The Faith Community Loses a Patriot, the Administration forgets about our poor and Welton’s Curch Speaks Up!

Home » Posts » The Faith Community Loses a Patriot, the Administration forgets about our poor and Welton’s Curch Speaks Up!

Washington, April 14  On this Sunday’s “State of Belief,” The Interfaith Alliance Foundation’s show on Air America Radio, Rev. Welton Gaddy talks about the passing of Rev. William Coffin, chats with Rev. Jim Forbes about the nations budget and listens members of his own congregation in Louisiana talk about what it means to be interfaith. Welton along with the entire faith community mourns the passing of Rev. William Sloane Coffin, a visionary and activist in the faith community. Cofin was a lifelong warrior for peace and a witness for justice and equal rights for all. He served as Senior Minister at The Riverside Church and as Yale University Chaplain. “He was as comfortable in a march as in a pulpit,” Gaddy says, “as energized by protest as by advocacy, as fulfilled by his poetry as by his politics. This man was as deeply sensitive personally as he was profoundly courageous publicly. Though firmly a Christian, Bill Coffin embraced with appreciation the broadest expanse of religious traditions.” Rev. Forbes is the first African-American minister to serve at The Riverside Church in New York. The Riverside Church is an interdenominational, interracial, and international church built by John D. Rockefeller Jr. in 1927 with more than 2,400 members.

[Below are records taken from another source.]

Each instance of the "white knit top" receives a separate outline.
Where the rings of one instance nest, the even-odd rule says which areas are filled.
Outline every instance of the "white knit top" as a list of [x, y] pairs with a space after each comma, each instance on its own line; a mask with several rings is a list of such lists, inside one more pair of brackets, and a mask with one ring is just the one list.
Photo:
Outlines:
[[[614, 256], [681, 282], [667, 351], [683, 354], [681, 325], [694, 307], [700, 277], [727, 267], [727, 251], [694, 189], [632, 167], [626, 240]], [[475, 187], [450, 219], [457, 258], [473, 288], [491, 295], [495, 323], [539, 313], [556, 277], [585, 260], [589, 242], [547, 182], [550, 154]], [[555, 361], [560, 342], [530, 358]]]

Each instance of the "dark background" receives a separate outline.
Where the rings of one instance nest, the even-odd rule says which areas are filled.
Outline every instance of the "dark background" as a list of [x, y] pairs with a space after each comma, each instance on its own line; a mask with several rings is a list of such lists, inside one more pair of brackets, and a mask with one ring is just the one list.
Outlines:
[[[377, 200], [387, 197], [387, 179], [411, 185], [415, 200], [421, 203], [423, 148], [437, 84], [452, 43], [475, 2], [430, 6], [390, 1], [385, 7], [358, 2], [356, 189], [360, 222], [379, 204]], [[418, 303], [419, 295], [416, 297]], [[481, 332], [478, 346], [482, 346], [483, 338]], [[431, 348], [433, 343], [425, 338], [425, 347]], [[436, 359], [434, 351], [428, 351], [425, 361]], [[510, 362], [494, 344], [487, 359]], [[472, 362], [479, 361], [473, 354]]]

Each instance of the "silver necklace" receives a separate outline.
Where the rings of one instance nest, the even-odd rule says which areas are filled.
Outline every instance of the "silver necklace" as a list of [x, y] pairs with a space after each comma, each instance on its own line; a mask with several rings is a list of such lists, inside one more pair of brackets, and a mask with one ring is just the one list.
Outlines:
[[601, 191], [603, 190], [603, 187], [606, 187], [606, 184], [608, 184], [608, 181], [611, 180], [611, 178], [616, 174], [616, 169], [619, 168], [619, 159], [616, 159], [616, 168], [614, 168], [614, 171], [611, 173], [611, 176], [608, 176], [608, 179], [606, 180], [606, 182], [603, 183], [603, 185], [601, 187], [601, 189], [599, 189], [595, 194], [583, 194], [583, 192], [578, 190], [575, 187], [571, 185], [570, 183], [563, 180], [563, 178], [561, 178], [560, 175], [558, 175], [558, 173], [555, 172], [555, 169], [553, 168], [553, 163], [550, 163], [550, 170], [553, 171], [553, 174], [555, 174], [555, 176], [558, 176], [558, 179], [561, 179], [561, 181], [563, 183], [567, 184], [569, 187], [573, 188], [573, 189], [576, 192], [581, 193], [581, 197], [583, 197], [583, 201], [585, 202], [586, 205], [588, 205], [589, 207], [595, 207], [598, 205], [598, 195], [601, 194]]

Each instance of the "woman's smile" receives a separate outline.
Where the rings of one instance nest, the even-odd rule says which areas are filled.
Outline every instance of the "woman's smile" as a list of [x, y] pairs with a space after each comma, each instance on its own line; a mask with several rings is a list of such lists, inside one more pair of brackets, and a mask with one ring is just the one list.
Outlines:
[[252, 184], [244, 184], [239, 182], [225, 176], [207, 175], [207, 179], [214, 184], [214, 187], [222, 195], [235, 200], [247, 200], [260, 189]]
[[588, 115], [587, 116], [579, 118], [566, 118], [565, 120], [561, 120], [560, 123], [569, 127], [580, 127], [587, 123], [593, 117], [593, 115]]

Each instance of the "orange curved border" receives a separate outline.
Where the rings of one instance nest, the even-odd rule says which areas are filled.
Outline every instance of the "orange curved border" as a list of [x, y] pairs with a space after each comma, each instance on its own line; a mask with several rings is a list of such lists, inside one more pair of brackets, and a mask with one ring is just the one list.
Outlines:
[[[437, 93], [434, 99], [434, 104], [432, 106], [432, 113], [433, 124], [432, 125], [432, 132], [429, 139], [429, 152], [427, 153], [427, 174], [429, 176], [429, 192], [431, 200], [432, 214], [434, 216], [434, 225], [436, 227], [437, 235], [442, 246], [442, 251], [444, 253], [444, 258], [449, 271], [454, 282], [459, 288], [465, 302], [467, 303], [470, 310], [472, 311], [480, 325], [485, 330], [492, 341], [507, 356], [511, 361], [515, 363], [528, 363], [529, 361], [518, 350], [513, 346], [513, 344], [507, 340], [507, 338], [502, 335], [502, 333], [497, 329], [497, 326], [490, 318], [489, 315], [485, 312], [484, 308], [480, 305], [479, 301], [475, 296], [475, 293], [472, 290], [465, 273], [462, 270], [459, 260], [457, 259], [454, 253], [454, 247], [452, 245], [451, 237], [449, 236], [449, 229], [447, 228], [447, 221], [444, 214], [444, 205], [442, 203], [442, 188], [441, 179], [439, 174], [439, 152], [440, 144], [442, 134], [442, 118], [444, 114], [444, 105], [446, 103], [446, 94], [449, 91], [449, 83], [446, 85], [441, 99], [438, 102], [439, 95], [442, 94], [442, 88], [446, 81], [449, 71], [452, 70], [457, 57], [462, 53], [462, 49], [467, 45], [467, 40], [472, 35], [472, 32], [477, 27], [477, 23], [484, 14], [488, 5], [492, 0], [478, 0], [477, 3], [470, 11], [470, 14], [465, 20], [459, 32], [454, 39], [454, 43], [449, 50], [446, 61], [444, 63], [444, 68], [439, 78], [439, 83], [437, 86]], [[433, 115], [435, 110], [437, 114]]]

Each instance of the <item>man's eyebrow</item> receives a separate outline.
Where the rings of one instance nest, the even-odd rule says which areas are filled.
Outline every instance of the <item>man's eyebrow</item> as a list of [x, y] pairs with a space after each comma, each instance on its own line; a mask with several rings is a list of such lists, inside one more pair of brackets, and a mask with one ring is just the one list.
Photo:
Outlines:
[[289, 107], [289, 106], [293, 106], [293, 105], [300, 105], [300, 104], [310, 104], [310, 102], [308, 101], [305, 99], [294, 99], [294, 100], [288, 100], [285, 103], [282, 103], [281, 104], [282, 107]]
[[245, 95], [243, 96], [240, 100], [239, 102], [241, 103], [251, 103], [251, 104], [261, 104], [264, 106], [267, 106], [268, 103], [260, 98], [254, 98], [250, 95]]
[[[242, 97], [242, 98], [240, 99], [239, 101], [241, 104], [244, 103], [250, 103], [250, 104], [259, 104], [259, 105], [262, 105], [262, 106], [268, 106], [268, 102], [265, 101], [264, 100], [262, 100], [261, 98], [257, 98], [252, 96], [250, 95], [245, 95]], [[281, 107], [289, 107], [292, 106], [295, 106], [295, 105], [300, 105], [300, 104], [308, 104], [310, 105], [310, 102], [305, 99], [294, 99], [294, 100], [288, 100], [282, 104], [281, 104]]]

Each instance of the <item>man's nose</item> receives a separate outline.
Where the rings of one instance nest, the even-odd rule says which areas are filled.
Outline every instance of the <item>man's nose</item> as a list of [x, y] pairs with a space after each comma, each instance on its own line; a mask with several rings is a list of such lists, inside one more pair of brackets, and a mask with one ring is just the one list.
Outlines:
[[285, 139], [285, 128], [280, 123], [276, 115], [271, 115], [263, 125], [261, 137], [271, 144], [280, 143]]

Welton asks Rev. Forbes why the Administration is having problems with the budget and who is at risk because of government cutbacks. “When the nation has difficulty,” Forbes says, “they balance the budget on the backs of the poor. Something ought to be done about that.” Members of Welton’s congregation at Northminster Church explain what it was like building a progressive church in a conservative community and how important it is to build bridges between the religious groups within the community.